Sicuramente quando costruisci un romanzo storico devi provare ad approfondire tanti aspetti della quotidianità dell’epoca. Io ho trovato cose curiosissime: ad esempio ai tempi gli italici non conoscevano la lievitatura del pane, una tecnica che apprendono successivamente dai Greci. Poi c’è tutto il tema del vestiario e degli armamenti. L’esercito romano non era ancora professionale e ciascun soldato si pagava da sé il proprio armamento, quindi troviamo corazze di cuoio, scudi ovali e armi diverse da quelle di una fanteria professionistica. Gli arcieri, ad esempio, erano utilizzati pochissimo, solo nelle grandi campagne visto che erano soprattutto mercenari greci o orientali. In un contesto locale l’arma da lancio più utilizzata era il giavellotto.
Mutina è il ‘personaggio’ che unisce i quattro capitoli della saga. Che Mutina è quella di quest’ultimo romanzo?
E’ sicuramente una città già murata, ma piccola e sottomessa, è parte di quella rete di città che dipendevano da Felsina, l’attuale Bologna. Tra le altre cose, non c’erano ancora l’anfiteatro e le terme, che arriveranno soltanto in epoca imperiale.
Conclusa la quadrilogia di Mutina hai qualche altro progetto?

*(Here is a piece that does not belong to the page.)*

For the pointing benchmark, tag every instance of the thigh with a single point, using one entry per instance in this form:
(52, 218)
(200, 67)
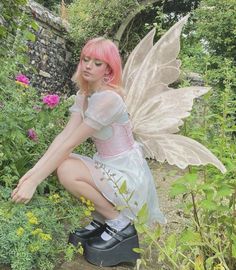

Ma guarda, con l’associazione i Semi Neri, di cui faccio parte, ne abbiamo uno molto bello in cui parleremo di nostre tradizioni e metteremo insieme storia, narrativa e antropologia. Per quel che riguarda i romanzi mi fermo un attimo perché devo capire cosa fare da grande. Lasciare l’epoca romana un po’ mi dispiace perché è una sorta di comfort zone, ma non si può nemmeno grattare troppo il barile. Ci sarebbe la Modena etrusca che è difficile ma molto affascinante, altrimenti si apre tutto il tema del Medioevo che tra l’altro ho già esplorato anni fa.